Kindle in Education
When I was in high school about 10 years ago, the only solution to avoid lugging around super heavy books was to make extra trips to your locker, or use a rolling book bag. Rolling book bags should have been more adequately named “rolling hazards.”
Clearwater High School students just got their own personalized Kindles Thursday that are set to replace their textbooks. It is amazing how quickly the Kindle can solve that problem, huh? Each student got a Kindle that was programmed with their own class schedule. They can take notes, look up words in the device’s built in dictionary and use the text to speech feature.
As far as cost goes, the Kindles have saved the school money because it has cut the cost of books. A Kindle is a natural fit for high school students because they are already so technology savvy with texting, Facebook and other technologies. The Kindle makes reading and education so much more engaging and exciting.
My question is, how well will these students take care of their Kindles?
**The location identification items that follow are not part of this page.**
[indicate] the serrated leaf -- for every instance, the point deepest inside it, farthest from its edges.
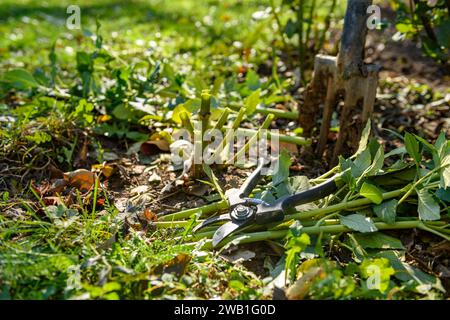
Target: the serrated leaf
(20, 78)
(386, 211)
(252, 101)
(358, 222)
(412, 146)
(428, 207)
(378, 240)
(371, 192)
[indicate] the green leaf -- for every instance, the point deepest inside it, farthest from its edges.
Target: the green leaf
(428, 207)
(361, 163)
(378, 270)
(445, 172)
(252, 101)
(412, 146)
(443, 194)
(358, 222)
(252, 80)
(213, 179)
(364, 138)
(371, 192)
(395, 152)
(386, 211)
(377, 163)
(378, 240)
(347, 177)
(298, 184)
(282, 172)
(21, 79)
(177, 111)
(405, 272)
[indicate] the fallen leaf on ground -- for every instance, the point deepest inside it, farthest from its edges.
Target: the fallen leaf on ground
(150, 215)
(81, 179)
(154, 147)
(104, 168)
(239, 256)
(177, 265)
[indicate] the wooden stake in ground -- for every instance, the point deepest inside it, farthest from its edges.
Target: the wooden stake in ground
(345, 77)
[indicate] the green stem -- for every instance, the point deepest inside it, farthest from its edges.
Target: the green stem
(413, 187)
(283, 114)
(223, 119)
(317, 213)
(279, 234)
(281, 137)
(253, 139)
(205, 210)
(186, 122)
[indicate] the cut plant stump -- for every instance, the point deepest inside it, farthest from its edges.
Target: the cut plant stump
(343, 78)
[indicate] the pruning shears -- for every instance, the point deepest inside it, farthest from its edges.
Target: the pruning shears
(246, 211)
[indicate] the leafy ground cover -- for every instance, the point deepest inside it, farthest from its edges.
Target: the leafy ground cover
(85, 129)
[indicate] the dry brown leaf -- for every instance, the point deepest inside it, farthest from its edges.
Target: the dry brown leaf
(81, 179)
(290, 147)
(154, 147)
(150, 215)
(105, 169)
(58, 186)
(177, 265)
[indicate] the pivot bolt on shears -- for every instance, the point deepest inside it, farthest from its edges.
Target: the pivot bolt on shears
(246, 211)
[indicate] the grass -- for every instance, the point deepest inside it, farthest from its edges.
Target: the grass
(88, 83)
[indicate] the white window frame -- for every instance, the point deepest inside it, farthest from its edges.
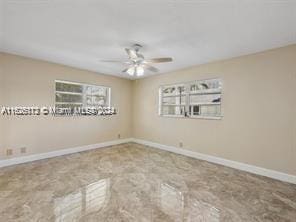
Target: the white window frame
(187, 94)
(83, 93)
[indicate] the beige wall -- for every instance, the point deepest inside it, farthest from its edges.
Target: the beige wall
(1, 102)
(31, 82)
(258, 105)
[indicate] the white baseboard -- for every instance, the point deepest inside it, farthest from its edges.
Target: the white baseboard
(229, 163)
(30, 158)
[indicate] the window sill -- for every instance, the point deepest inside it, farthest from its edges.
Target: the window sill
(193, 117)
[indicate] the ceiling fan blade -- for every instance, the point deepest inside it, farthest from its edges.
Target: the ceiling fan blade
(116, 61)
(158, 60)
(150, 68)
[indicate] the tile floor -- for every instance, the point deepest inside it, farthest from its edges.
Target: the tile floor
(132, 182)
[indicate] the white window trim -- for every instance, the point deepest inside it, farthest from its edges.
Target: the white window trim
(83, 92)
(187, 102)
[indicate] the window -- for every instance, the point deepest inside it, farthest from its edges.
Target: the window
(78, 95)
(198, 99)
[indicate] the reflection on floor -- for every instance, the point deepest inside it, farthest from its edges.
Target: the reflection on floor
(85, 200)
(131, 182)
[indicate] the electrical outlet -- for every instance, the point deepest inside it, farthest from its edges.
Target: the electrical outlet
(23, 149)
(9, 152)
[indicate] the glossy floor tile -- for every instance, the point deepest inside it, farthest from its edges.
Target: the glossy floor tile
(131, 182)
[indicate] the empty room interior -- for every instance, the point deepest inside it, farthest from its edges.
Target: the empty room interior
(143, 111)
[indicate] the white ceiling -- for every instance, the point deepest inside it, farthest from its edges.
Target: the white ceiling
(80, 33)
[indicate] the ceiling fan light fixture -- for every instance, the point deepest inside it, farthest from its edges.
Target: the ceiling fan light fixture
(140, 71)
(131, 71)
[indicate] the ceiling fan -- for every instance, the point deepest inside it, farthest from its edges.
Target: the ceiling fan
(137, 64)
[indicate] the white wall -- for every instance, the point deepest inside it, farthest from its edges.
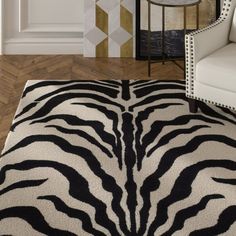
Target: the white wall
(43, 26)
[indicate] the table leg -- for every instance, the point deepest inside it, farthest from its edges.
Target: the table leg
(163, 35)
(149, 38)
(185, 31)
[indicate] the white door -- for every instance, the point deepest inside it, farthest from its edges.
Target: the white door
(43, 26)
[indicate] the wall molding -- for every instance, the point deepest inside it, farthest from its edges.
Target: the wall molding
(1, 27)
(26, 26)
(43, 46)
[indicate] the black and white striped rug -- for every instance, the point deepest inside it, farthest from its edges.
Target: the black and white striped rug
(117, 158)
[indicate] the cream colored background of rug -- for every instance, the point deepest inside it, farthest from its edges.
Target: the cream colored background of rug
(109, 28)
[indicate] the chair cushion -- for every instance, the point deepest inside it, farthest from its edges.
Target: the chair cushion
(219, 69)
(232, 36)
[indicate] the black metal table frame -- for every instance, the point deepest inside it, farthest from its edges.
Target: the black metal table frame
(164, 56)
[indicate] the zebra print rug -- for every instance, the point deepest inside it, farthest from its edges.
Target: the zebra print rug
(117, 158)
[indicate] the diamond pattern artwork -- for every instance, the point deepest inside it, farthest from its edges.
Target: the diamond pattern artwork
(109, 28)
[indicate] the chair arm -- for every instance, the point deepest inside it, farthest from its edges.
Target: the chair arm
(203, 42)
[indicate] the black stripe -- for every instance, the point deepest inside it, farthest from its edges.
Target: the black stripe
(78, 188)
(57, 100)
(179, 193)
(225, 181)
(226, 219)
(189, 212)
(73, 213)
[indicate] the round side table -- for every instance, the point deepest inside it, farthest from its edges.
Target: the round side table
(164, 4)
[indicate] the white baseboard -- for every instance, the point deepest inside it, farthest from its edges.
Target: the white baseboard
(43, 46)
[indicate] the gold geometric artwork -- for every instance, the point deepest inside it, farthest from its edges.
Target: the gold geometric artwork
(109, 28)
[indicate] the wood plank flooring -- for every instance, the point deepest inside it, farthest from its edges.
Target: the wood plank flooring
(16, 70)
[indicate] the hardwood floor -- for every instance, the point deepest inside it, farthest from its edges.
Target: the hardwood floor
(16, 70)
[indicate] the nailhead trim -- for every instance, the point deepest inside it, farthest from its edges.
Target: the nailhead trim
(190, 56)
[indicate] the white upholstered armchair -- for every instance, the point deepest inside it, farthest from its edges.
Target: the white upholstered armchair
(211, 61)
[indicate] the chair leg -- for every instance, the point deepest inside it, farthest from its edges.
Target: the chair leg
(192, 105)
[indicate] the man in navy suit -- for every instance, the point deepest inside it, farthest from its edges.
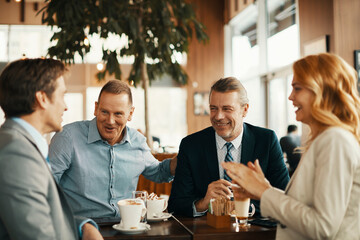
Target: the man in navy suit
(199, 175)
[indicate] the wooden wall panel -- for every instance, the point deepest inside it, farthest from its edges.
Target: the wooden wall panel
(205, 63)
(10, 13)
(347, 28)
(315, 20)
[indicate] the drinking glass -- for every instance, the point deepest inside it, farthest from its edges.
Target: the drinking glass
(143, 196)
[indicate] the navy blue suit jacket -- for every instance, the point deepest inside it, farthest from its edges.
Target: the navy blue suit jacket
(198, 165)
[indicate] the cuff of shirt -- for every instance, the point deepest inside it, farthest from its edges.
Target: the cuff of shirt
(196, 213)
(86, 221)
(166, 165)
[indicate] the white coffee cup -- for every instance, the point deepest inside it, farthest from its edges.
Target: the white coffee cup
(242, 210)
(155, 207)
(131, 211)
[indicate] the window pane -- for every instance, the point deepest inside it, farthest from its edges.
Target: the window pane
(277, 106)
(3, 43)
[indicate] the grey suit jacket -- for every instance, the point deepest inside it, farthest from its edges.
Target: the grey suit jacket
(31, 204)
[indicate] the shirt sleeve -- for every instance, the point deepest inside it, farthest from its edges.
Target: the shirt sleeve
(155, 170)
(60, 153)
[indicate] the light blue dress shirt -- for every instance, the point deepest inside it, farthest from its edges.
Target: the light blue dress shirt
(95, 175)
(221, 153)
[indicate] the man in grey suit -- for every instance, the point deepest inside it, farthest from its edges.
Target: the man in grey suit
(32, 205)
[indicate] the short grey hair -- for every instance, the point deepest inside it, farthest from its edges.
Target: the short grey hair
(231, 84)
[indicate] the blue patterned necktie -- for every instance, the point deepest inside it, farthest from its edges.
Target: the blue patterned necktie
(228, 158)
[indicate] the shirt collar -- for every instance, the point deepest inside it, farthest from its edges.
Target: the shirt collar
(40, 141)
(94, 134)
(236, 142)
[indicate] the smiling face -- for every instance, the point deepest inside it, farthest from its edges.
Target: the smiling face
(112, 113)
(302, 99)
(227, 114)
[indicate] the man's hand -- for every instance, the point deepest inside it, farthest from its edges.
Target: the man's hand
(215, 189)
(173, 164)
(250, 177)
(90, 232)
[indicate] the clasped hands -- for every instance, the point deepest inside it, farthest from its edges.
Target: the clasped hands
(250, 178)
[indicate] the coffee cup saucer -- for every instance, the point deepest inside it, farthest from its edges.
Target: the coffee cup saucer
(143, 227)
(158, 217)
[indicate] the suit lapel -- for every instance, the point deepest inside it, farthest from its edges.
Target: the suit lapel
(210, 150)
(247, 145)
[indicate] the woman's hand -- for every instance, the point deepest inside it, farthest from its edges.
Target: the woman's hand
(250, 177)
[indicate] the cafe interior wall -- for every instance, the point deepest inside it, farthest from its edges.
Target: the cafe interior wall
(205, 63)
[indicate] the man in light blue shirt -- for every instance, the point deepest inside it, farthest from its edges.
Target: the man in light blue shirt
(99, 162)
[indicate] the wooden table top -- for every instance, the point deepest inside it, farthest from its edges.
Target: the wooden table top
(170, 229)
(200, 230)
(189, 228)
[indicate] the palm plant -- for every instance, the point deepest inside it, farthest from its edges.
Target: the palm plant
(155, 30)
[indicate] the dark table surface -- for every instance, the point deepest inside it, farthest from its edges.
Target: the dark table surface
(170, 229)
(200, 230)
(189, 228)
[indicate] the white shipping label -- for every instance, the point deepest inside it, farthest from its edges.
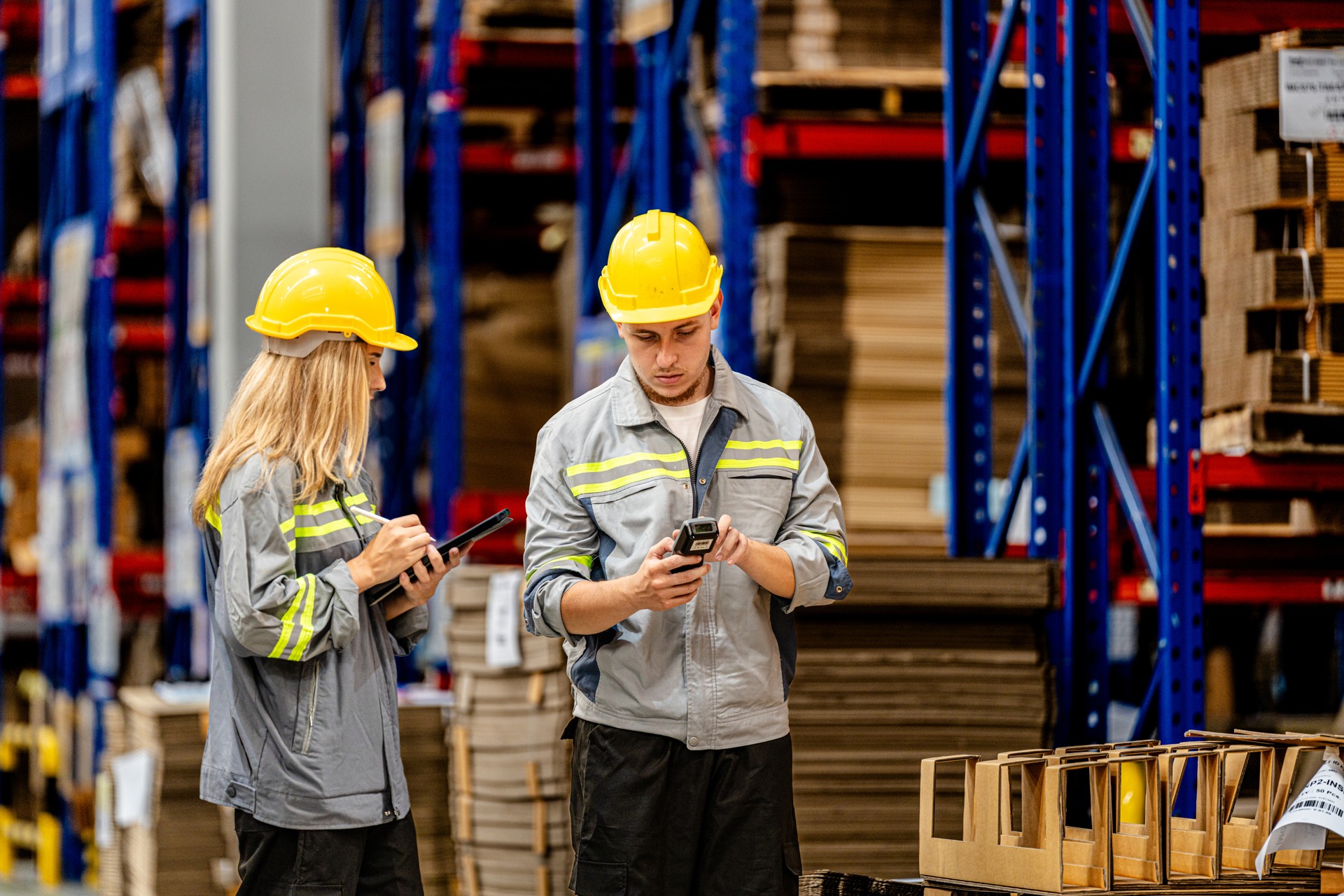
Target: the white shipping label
(503, 620)
(1317, 809)
(1310, 94)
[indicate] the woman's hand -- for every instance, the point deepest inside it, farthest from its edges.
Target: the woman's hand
(397, 546)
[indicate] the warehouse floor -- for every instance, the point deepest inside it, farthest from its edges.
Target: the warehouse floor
(26, 884)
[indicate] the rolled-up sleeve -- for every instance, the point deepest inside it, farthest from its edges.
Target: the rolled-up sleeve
(813, 533)
(272, 610)
(562, 542)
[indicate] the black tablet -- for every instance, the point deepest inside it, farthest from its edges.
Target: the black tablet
(381, 593)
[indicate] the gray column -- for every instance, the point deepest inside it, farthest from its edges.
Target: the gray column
(269, 162)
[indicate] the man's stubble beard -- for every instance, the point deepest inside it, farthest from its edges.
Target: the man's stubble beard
(682, 398)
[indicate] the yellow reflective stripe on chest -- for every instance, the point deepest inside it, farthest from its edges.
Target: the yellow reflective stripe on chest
(756, 447)
(603, 466)
(752, 463)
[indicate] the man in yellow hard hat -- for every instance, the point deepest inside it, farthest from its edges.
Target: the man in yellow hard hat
(682, 780)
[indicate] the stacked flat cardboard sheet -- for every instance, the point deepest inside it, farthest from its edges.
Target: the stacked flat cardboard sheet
(1272, 245)
(858, 321)
(929, 654)
(426, 764)
(178, 850)
(511, 770)
(514, 374)
(841, 34)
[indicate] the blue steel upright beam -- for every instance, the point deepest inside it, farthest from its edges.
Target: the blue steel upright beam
(445, 267)
(188, 355)
(1180, 700)
(594, 139)
(968, 391)
(1086, 260)
(1044, 260)
(736, 62)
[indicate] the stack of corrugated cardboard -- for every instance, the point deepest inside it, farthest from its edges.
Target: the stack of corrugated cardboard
(179, 849)
(425, 761)
(514, 377)
(510, 777)
(924, 654)
(1273, 254)
(857, 318)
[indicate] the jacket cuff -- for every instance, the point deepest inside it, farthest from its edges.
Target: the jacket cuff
(542, 602)
(346, 599)
(407, 629)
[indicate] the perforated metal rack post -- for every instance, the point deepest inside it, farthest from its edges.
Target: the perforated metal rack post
(188, 355)
(78, 83)
(1070, 447)
(655, 164)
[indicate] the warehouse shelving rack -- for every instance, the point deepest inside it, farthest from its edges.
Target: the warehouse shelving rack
(188, 351)
(1069, 448)
(652, 169)
(424, 390)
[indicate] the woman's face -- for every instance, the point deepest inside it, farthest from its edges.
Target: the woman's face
(372, 356)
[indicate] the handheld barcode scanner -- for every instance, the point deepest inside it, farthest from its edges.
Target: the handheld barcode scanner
(695, 539)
Regular textbooks are cheaper to replace and often suffer a great deal of wear and tear. Having a Kindle might just teach the students how to be more responsible because electronics can’t take the amount of wear and tear that regular books can.
I’m surprised that the Kindle DX has not had as much success on college and university campuses so far. I guess it is because are just not that many textbooks available yet. There are ways to digitize textbooks, but they can require destroying the book. It would also not be very cost effective in the end to digitize the book on your own.
It does look promising though that textbooks will soon be available digitally. For science majors especially, who have to lug around really big, expensive books, that would be a lifesaver.